- Madame Merle and Isabel, as the two guests in the house, spend a lot of time together.
- Isabel looks up to Madame Merle in almost every way. She is talented, smart, sensitive, and almost impossibly modest.
- Isabel and Madame Merle go out to stroll in the park, despite the bad weather. Ralph’s illness prevents him from joining them, so they get a lot of intimate time together.
- Isabel reflects on how much she’d like to be like Madame Merle.
- Madame Merle is a talented writer, painter, musician, and embroiderer.
- Madame Merle admits that she has not always been happy. Madame Merle says that she will let Isabel in on a secret story one day.

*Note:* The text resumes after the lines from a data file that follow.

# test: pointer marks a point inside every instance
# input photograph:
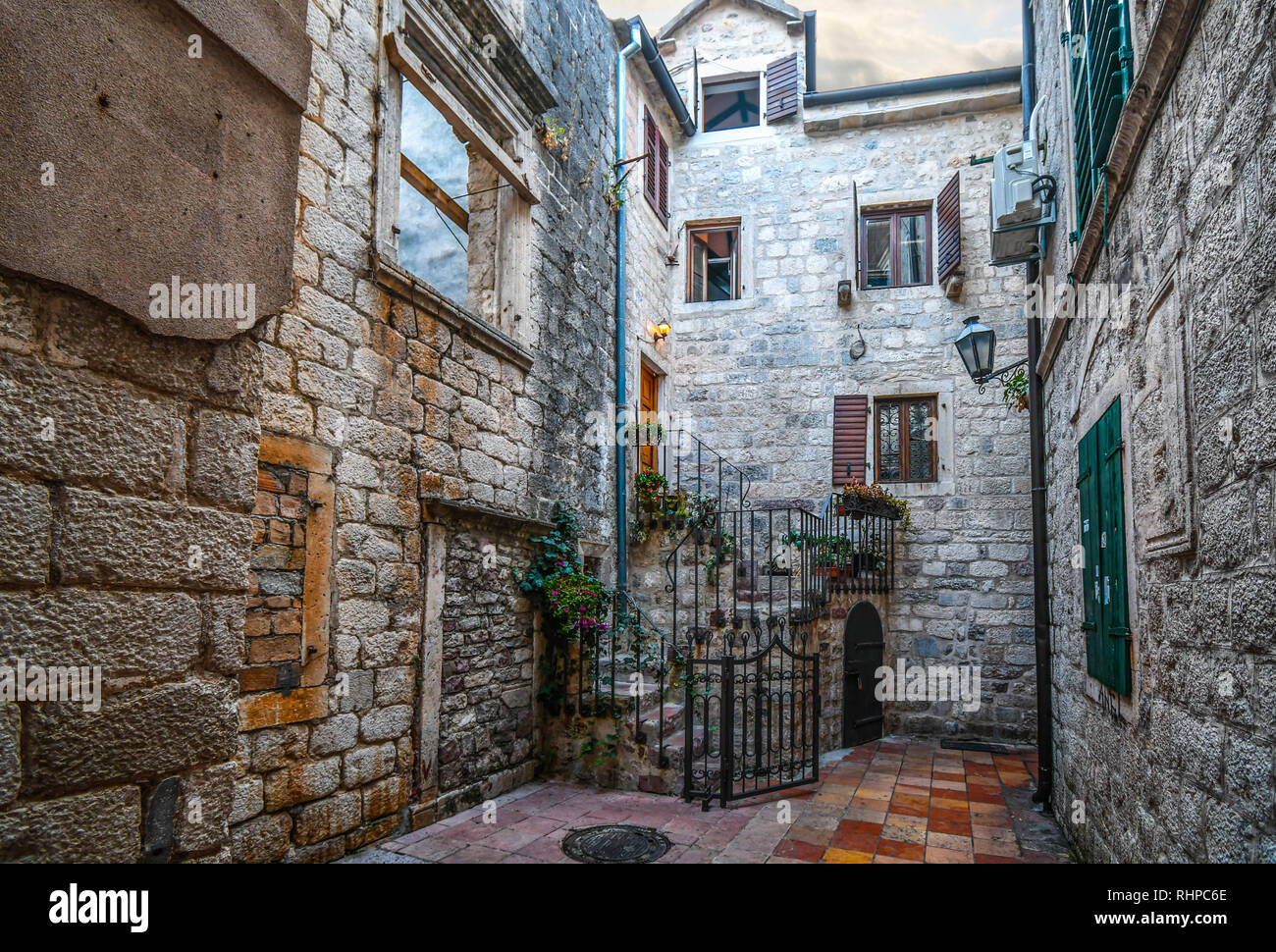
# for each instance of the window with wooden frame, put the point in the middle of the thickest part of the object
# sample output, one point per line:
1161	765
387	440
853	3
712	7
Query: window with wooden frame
894	247
731	102
1100	488
714	255
453	138
906	449
655	183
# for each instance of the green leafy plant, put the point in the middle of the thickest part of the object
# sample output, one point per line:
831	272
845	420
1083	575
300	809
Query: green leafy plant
1016	391
879	494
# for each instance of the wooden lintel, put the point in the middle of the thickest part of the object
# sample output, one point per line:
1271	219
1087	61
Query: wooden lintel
415	72
426	185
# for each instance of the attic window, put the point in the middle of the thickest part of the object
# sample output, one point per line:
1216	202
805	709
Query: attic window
731	102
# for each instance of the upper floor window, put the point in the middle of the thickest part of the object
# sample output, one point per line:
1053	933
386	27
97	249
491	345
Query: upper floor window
715	263
1098	78
894	247
906	443
655	183
731	102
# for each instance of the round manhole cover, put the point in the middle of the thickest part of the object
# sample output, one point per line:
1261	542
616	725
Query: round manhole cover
615	842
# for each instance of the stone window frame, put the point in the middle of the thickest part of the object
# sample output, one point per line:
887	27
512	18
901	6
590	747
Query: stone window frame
944	392
486	110
738	270
893	212
741	76
904	400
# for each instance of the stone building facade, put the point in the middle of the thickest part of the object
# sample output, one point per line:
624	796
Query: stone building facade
290	552
1172	330
290	548
757	377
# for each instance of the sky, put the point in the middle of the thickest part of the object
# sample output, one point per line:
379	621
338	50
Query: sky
860	42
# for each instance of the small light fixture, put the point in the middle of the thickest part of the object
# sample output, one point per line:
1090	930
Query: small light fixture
977	344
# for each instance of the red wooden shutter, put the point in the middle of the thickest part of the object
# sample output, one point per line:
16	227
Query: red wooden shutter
782	88
850	438
664	179
650	173
948	213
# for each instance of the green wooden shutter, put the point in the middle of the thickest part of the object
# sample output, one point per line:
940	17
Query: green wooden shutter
1088	487
1115	611
1100	484
1098	60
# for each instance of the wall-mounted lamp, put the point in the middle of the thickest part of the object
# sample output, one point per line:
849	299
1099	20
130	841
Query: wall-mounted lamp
977	344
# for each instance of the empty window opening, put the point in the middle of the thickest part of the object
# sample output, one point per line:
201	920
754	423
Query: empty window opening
715	255
731	102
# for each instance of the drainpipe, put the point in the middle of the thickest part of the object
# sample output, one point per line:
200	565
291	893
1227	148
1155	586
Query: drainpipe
1037	449
621	399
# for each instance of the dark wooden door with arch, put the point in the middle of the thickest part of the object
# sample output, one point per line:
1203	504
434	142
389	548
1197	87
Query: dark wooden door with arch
863	654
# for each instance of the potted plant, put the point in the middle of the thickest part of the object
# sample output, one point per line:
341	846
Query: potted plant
650	487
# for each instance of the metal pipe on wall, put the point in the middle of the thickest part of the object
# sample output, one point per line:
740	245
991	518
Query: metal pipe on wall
621	397
1037	451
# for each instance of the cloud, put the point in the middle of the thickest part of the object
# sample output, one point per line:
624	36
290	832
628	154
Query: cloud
862	42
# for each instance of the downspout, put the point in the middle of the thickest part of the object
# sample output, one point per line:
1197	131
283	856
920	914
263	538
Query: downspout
1037	450
621	399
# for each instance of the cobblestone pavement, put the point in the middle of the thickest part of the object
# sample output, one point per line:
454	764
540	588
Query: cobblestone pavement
894	800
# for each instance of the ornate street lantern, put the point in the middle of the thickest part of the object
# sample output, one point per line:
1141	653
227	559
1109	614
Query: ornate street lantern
977	344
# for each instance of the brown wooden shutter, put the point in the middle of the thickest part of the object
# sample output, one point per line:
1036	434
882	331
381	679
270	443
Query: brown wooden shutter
948	213
650	170
782	88
664	179
850	438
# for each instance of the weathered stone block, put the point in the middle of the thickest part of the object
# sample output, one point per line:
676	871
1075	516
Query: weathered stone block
262	840
25	521
141	733
205	810
129	634
132	541
301	782
226	449
103	825
129	443
324	820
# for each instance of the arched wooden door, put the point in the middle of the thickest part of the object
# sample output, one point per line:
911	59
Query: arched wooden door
863	653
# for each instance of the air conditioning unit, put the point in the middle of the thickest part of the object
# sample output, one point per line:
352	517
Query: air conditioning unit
1020	202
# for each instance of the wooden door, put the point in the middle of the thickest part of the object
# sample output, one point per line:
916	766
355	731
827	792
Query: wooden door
863	653
649	411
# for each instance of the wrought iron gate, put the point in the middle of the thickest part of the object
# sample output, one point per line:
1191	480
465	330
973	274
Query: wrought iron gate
757	707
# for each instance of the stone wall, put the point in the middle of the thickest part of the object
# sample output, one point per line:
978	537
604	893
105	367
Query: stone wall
756	378
1182	769
128	466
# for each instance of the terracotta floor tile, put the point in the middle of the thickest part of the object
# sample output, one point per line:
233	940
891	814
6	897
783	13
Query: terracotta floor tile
909	811
996	848
858	825
858	842
834	855
947	841
936	855
904	850
799	849
910	835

- Mrs. Touchett says that Serena Merle is incapable of doing wrong. Isabel tells Madame Merle this, and the lady in question says that this is completely based on Mrs. Touchett’s standards of wrong.

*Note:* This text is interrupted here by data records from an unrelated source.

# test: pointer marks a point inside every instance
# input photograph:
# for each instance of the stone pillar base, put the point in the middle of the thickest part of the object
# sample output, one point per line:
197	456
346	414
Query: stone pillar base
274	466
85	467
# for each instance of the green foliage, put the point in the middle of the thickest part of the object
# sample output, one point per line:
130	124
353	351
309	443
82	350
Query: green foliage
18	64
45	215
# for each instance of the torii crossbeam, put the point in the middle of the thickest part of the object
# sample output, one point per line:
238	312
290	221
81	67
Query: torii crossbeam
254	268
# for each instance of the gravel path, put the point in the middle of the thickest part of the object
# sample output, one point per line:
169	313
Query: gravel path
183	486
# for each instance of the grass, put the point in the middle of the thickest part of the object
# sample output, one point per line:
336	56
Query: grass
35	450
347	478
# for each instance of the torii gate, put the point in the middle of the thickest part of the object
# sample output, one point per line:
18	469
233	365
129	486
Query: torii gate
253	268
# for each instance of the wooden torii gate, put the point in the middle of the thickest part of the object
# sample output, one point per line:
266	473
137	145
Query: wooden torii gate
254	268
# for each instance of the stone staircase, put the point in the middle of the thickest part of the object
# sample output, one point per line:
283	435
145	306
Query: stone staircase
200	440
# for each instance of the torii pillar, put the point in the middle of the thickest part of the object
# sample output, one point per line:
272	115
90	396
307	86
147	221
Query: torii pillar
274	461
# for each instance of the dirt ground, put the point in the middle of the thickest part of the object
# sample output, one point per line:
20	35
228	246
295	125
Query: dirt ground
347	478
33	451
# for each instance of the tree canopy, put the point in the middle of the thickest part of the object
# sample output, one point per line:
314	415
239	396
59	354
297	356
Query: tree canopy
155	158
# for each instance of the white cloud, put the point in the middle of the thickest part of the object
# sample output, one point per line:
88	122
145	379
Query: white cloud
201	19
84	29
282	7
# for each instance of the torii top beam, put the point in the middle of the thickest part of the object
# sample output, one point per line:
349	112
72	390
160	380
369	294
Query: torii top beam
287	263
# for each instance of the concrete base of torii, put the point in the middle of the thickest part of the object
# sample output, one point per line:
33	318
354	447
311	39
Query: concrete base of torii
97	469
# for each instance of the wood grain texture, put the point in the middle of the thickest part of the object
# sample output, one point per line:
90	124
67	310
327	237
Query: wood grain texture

- Madame Merle mostly asks Isabel about her life. She enjoys listening to Isabel’s thoughts, and finds the girl altogether delightful.
- Madame Merle comments on Ralph’s idleness, and says it’s a good thing his illness excuses him. She says she knows a man who lives in Italy who’s even more indolent and delightful than Ralph: Gilbert Osmond.
- Madame Merle predicts Mr. Touchett’s imminent death. She speaks of Ralph in a less than delicate way.
- Madame Merle demonstrates bitterness at not having Isabel’s youth, but Isabel claims that Madame Merle has achieved success.
- Madame Merle puts a great deal of importance on the exterior and possession of things, such as the outward appearance of a house or what someone wears. Isabel disagrees, saying that her clothes should say nothing about her.
- The narrator tells us that Isabel has not specifically discussed Lord Warburton or Caspar Goodwood with Madame Merle, although she did tell her that men have proposed to her.
- Madame Merle leaves to stay with other friends who long anticipate her.
- Mrs. Touchett apologizes to Isabel for inviting her to Gardencourt at such a somber time. Isabel won’t hear it, because she’s happy to have known her uncle.
- Henrietta Stackpole writes to say that she never received word from Lady Pensil, and that she will wait in Paris for Isabel to arrive. She’s still traveling with Mr. Bantling.
- Ralph claims that he can read Henrietta like the back of his hand.
- Isabel sits in the library, watching the doctor outside the window. Ralph enters and announces Mr. Touchett’s death an hour past.